La Corte esa Internacional, otra muestra de la progresiva caída libre del progresista mundo, es incapaz de denunciar a China, la auténtica amenaza para cualquier especie marina y animal incluyendo la humana.

Dejo este texto y continuo llenándome de ira y humor a partes iguales mientras leo los mensajes en El Mundo que sobre la noticia aportan las fauces de la derrota del ser humano. Ojo a éste, sin desperdicio alguno: “Espero que la sentencia se haga cumplir y se pongan límites a Japón en semejante atrocidad. Que no muera ni una ballena más!” (Ojo al detalle de incluir en la opinión sólo el signo de admiración final: que o es británico, o es analfabeto, o simplemente, es un moderno más que come sushi y está afiliado a Greenpeace con las últimas cuatro domiciliaciones devueltas por su banco).

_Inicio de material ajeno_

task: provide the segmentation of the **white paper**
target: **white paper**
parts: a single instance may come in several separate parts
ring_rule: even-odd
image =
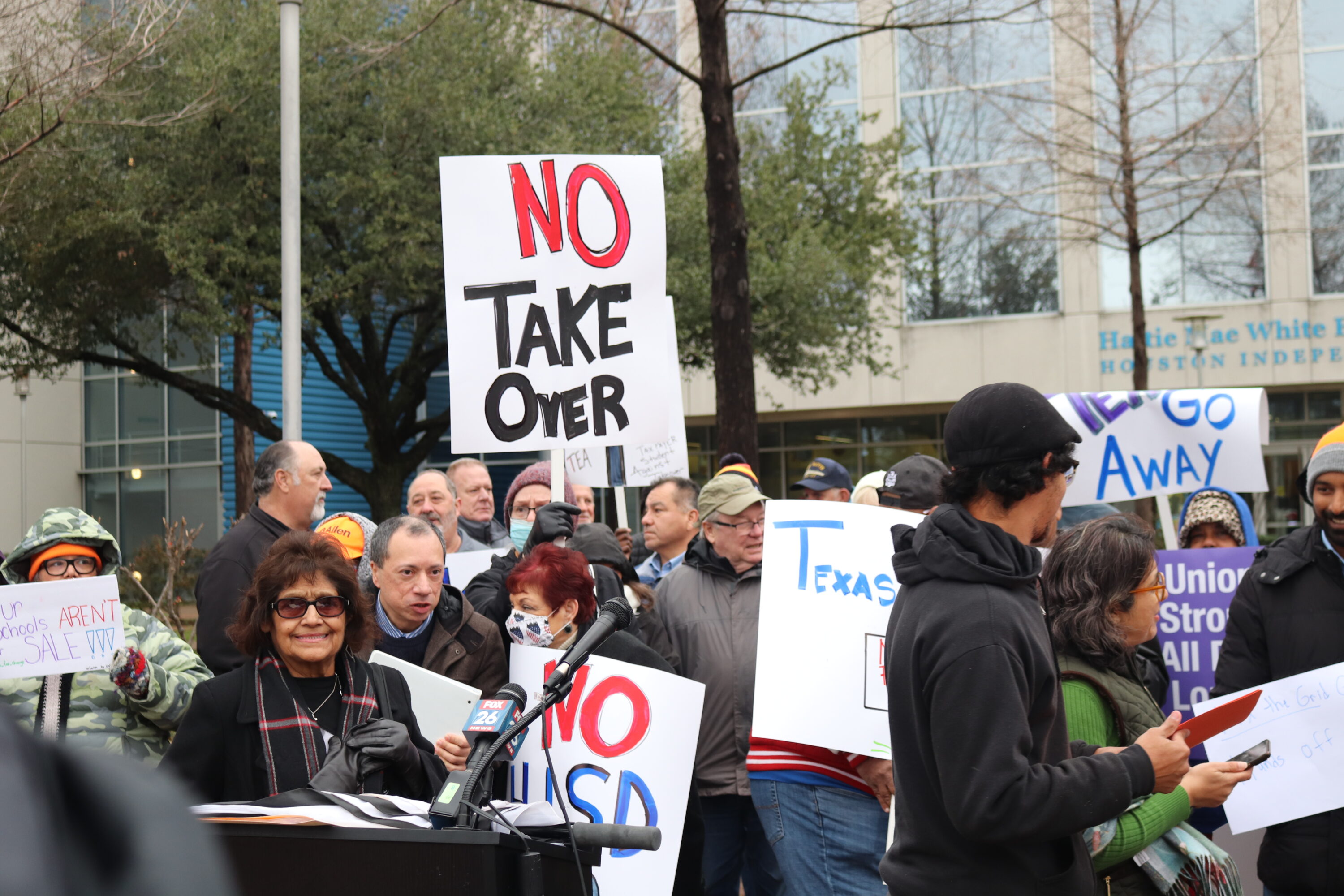
[[[453,451],[667,439],[661,160],[457,156],[439,180]]]
[[[891,527],[918,513],[837,501],[767,501],[753,732],[891,758],[886,637],[900,586]],[[798,645],[825,662],[800,674]]]
[[[415,713],[415,721],[419,723],[421,733],[430,742],[435,742],[452,731],[461,731],[472,707],[481,699],[481,692],[477,688],[422,669],[382,650],[370,654],[368,661],[402,673],[402,677],[406,678],[406,686],[411,690],[411,711]]]
[[[564,451],[564,472],[570,482],[593,488],[613,485],[653,485],[667,476],[691,476],[685,454],[685,410],[681,404],[681,364],[677,361],[676,313],[672,297],[665,296],[663,329],[668,337],[667,379],[672,384],[668,400],[668,438],[648,445],[626,445],[620,449],[621,469],[612,476],[609,451],[614,449],[585,447]]]
[[[509,652],[509,680],[536,700],[559,650]],[[663,845],[602,850],[593,869],[603,896],[668,896],[681,849],[700,733],[704,685],[689,678],[591,657],[574,676],[564,703],[547,712],[551,758],[560,787],[550,785],[542,725],[534,723],[509,766],[509,799],[554,801],[564,791],[570,821],[656,825]]]
[[[106,669],[125,643],[117,576],[0,590],[0,678]]]
[[[1130,501],[1216,485],[1266,492],[1262,388],[1062,392],[1050,403],[1078,430],[1064,506]]]
[[[1344,807],[1344,662],[1259,685],[1239,725],[1204,742],[1226,762],[1269,737],[1271,755],[1223,803],[1234,834]],[[1195,715],[1255,688],[1195,704]]]

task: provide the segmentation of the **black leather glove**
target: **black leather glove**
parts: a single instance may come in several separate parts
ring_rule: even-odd
[[[527,553],[539,544],[547,544],[555,539],[567,539],[574,535],[574,520],[579,509],[564,501],[551,501],[538,508],[536,520],[532,523],[532,532],[527,536],[523,553]]]
[[[388,768],[396,770],[413,787],[425,783],[421,752],[411,742],[411,732],[399,721],[370,719],[351,729],[345,746],[386,762]]]

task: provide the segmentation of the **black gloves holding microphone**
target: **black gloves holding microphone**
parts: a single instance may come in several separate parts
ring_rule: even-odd
[[[527,536],[523,553],[530,552],[539,544],[547,544],[556,539],[567,539],[574,535],[574,520],[579,509],[564,501],[551,501],[538,508],[536,520],[532,523],[532,532]]]

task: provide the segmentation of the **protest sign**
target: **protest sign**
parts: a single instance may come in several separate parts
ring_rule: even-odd
[[[667,439],[661,160],[446,157],[439,181],[453,451]]]
[[[106,669],[125,643],[116,576],[31,582],[0,591],[0,678]]]
[[[1218,485],[1265,492],[1262,388],[1063,392],[1055,406],[1082,435],[1064,506],[1130,501]]]
[[[1157,637],[1163,661],[1171,673],[1164,712],[1180,709],[1189,716],[1192,704],[1208,700],[1214,668],[1223,647],[1227,609],[1242,576],[1251,567],[1257,548],[1159,551],[1157,568],[1167,576]]]
[[[509,681],[538,699],[562,652],[515,646]],[[509,764],[509,799],[564,801],[571,821],[653,825],[655,852],[603,849],[593,869],[606,896],[668,896],[681,849],[700,733],[704,685],[667,672],[591,657],[574,674],[574,689],[544,716],[556,787],[542,751],[542,723]],[[562,795],[563,794],[563,795]]]
[[[663,329],[668,340],[668,437],[648,445],[564,451],[570,482],[587,486],[652,485],[665,476],[689,476],[685,457],[685,411],[681,404],[681,364],[676,351],[676,314],[672,297],[664,297]]]
[[[886,638],[896,599],[891,527],[909,510],[767,501],[753,732],[887,759]],[[798,674],[798,643],[825,662]]]
[[[1250,717],[1204,742],[1216,762],[1270,742],[1270,758],[1223,803],[1234,834],[1344,807],[1344,662],[1257,686]],[[1195,713],[1250,690],[1198,703]]]

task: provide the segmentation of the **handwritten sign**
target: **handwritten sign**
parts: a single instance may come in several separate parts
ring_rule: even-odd
[[[509,652],[509,680],[536,700],[559,650]],[[574,689],[546,713],[559,786],[534,724],[509,766],[509,799],[564,801],[573,821],[653,825],[655,850],[603,849],[593,869],[606,896],[669,896],[691,795],[704,685],[620,660],[591,657],[574,674]]]
[[[1082,435],[1064,506],[1132,501],[1218,485],[1266,492],[1262,388],[1062,392],[1055,406]]]
[[[0,588],[0,678],[106,669],[125,643],[114,576]]]
[[[1246,721],[1204,742],[1218,762],[1270,742],[1270,758],[1223,805],[1234,834],[1344,807],[1344,662],[1259,688]],[[1198,703],[1195,713],[1249,690]]]
[[[918,513],[835,501],[767,501],[753,731],[891,756],[886,633],[896,600],[891,527]],[[825,662],[798,669],[798,625]]]
[[[453,451],[668,438],[657,156],[439,160]]]
[[[614,485],[653,485],[665,476],[691,474],[685,454],[685,411],[681,404],[681,364],[676,349],[676,314],[672,297],[667,296],[663,329],[668,339],[668,438],[646,445],[622,447],[586,447],[564,453],[564,470],[570,482],[609,488]]]

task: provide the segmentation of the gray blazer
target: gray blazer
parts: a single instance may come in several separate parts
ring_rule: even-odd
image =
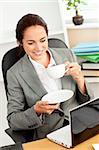
[[[68,49],[50,49],[56,64],[76,61],[74,54]],[[62,89],[72,89],[73,97],[61,104],[63,114],[57,110],[51,115],[38,116],[33,105],[47,94],[34,66],[25,54],[7,72],[8,83],[8,123],[13,130],[33,130],[34,138],[43,138],[49,132],[63,125],[65,118],[68,119],[69,109],[77,106],[91,97],[89,85],[86,83],[88,95],[82,95],[71,76],[61,78]]]

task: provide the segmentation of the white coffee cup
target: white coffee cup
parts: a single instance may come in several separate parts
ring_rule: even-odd
[[[65,64],[59,64],[47,68],[47,73],[50,77],[58,79],[64,76],[65,74]]]

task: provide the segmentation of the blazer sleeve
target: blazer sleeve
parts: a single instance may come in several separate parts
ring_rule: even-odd
[[[8,124],[13,130],[30,130],[42,125],[42,120],[37,116],[33,106],[26,107],[25,96],[15,74],[7,72],[8,81]]]

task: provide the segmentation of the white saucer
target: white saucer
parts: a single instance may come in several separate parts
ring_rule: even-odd
[[[69,100],[73,94],[72,90],[58,90],[44,95],[42,101],[48,101],[49,104],[61,103]]]

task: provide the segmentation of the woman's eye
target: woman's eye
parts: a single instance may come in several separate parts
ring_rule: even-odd
[[[43,42],[45,42],[46,40],[44,39],[44,40],[41,40],[41,42],[43,43]]]

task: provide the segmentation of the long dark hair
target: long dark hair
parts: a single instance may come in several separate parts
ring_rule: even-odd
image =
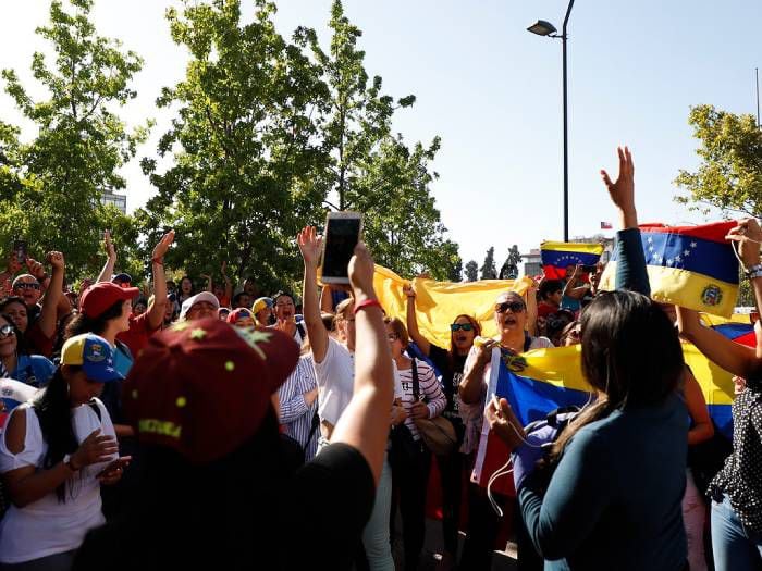
[[[72,373],[77,373],[79,367],[66,365]],[[50,469],[63,460],[67,454],[73,454],[79,447],[72,424],[72,405],[69,399],[69,383],[61,372],[61,365],[56,370],[45,390],[33,401],[32,406],[39,419],[42,439],[48,450],[42,458],[42,468]],[[66,501],[66,483],[56,488],[59,502]]]
[[[124,300],[121,299],[109,307],[103,313],[97,318],[88,318],[85,313],[77,314],[69,325],[66,326],[66,332],[64,333],[64,339],[74,337],[75,335],[81,335],[83,333],[95,333],[96,335],[102,335],[106,331],[108,322],[112,319],[116,319],[122,315],[122,308],[124,307]]]
[[[605,291],[582,312],[582,373],[601,394],[553,446],[557,459],[586,424],[613,410],[653,406],[672,394],[685,361],[677,332],[664,311],[634,291]]]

Me encanta cuando la sociedad se parte la cara por las ballenas mientras las ropas que les visten han sido cosidas por manos explotadas. Me abruma cuando el español de a pie que como sushi –tantas veces de atún– y tiene la despensa llena de latas de atún Calvo gasta tres minutos de su previsible vida en poner un mensaje escueto a favor de la defensa de los bosques marinos. Unos siente asco cuando ve hacia donde se dobla este mundo. Por eso el Seppuku, arte nipón del suicidio, es hoy la manera más honrosa de salir adelante, apartándose de toda esta basura cotidiana que nunca mereció haber vivido una democracia ni descubierto internet.